Difference between cv2.findNonZero and Numpy.NonZero

Question

Silly question here.

I want to find the locations of the pixels from some black and white images and found this two functions from Numpy library and OpenCV.

The example I found on the internet (http://docs.opencv.org/trunk/d1/d32/tutorial_py_contour_properties.html):

    mask = np.zeros(imgray.shape,np.uint8)
    cv2.drawContours(mask,[cnt],0,255,-1)
    pixelpoints = np.transpose(np.nonzero(mask))
    pixelpointsCV2 = cv2.findNonZero(mask)

Which states

Numpy gives coordinates in (row, column) format, while OpenCV gives coordinates in (x,y) format. So basically the answers will be interchanged. Note that, row = x and column = y.

Based on my understanding of english, isn't their explanation wrong? Shouldn't it be:

Numpy gives coordinates in (row, column) format, while OpenCV gives coordinates in (y,x) or (column, row) format.

My questions are:

1. Does numpy return (row,col)/(x,y) and OpenCV (y,x) where row=x, col=y? Although IMHO it should be row=y, col=x?

2. Which one is more computation efficient? In terms of time & resources.

Maybe I am not getting this simple thing right due to not being a non-native English speaker.

Answer 1

After quite some debugging, found an equivalent implementation between cv2 and NumPy:

import numpy as np
import cv2

mask = np.array([[0,1,1],[0,1,1]])

coords = cv2.findNonZero(mask)

coords_numpy = np.argwhere(mask)
coords_numpy[:, [0, 1]] = coords_numpy[:, [1, 0]]
coords_numpy = np.expand_dims(coords_numpy, axis=1)

Answer 2

There is an error in the documentation:

Numpy gives coordinates in (row, column) format, while OpenCV gives coordinates in (x,y) format. So basically the answers will be interchanged. Note that, row = x and column = y. Note that, row = y and column = x.

So, regarding your questions:

1. numpy returns (row,col) = (y,x), and OpenCV returns (x,y) = (col,row)

2. You need to scan the whole matrix and retrieve some points. I don't think there will be any significant difference in performance (should be tested!).

   Since you're using Python, probably it's better to use Python facilities, e.g. numpy.

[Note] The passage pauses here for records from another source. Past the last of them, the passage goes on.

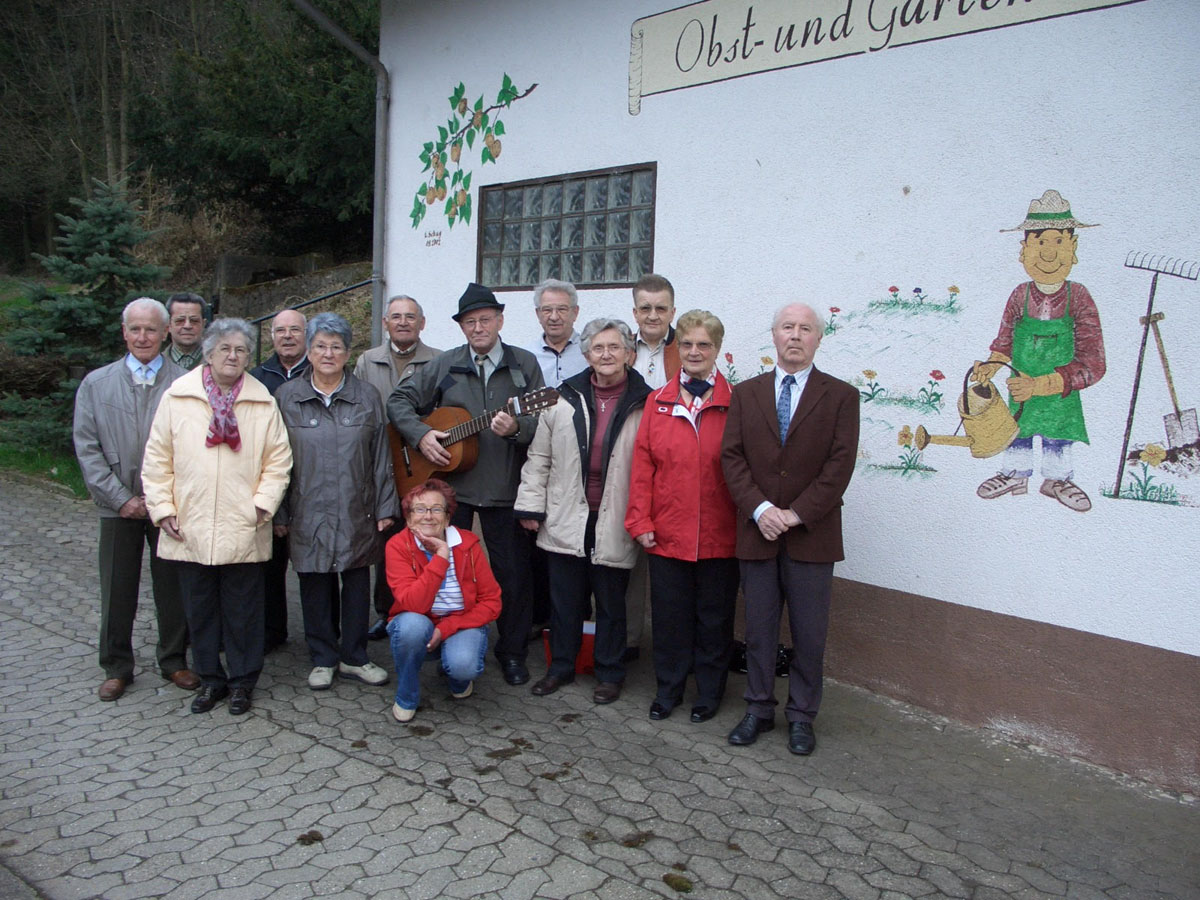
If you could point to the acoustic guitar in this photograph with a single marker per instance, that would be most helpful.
(411, 467)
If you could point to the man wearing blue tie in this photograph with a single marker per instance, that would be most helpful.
(114, 407)
(789, 453)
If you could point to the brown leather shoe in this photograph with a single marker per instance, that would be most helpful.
(606, 693)
(184, 678)
(112, 689)
(550, 684)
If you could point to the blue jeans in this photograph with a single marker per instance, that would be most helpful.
(462, 655)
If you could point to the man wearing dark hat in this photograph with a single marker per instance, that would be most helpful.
(481, 376)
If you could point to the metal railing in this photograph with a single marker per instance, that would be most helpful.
(258, 322)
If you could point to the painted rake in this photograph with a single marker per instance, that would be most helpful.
(1158, 264)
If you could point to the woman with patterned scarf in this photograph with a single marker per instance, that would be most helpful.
(215, 469)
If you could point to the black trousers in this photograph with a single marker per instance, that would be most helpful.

Runtime test comparing these two versions -

In [86]: mask = (np.random.rand(128,128)>0.5).astype(np.uint8)

In [87]: %timeit cv2.findNonZero(mask)
10000 loops, best of 3: 97.4 µs per loop

In [88]: %timeit np.nonzero(mask)
1000 loops, best of 3: 297 µs per loop

In [89]: mask = (np.random.rand(512,512)>0.5).astype(np.uint8)

In [90]: %timeit cv2.findNonZero(mask)
1000 loops, best of 3: 1.65 ms per loop

In [91]: %timeit np.nonzero(mask)
100 loops, best of 3: 4.8 ms per loop

In [92]: mask = (np.random.rand(1024,1024)>0.5).astype(np.uint8)

In [93]: %timeit cv2.findNonZero(mask)
100 loops, best of 3: 6.75 ms per loop

In [94]: %timeit np.nonzero(mask)
100 loops, best of 3: 19.4 ms per loop

Thus, it seems using OpenCV results in something around 3x speedup over the NumPy counterpart across varying datasizes.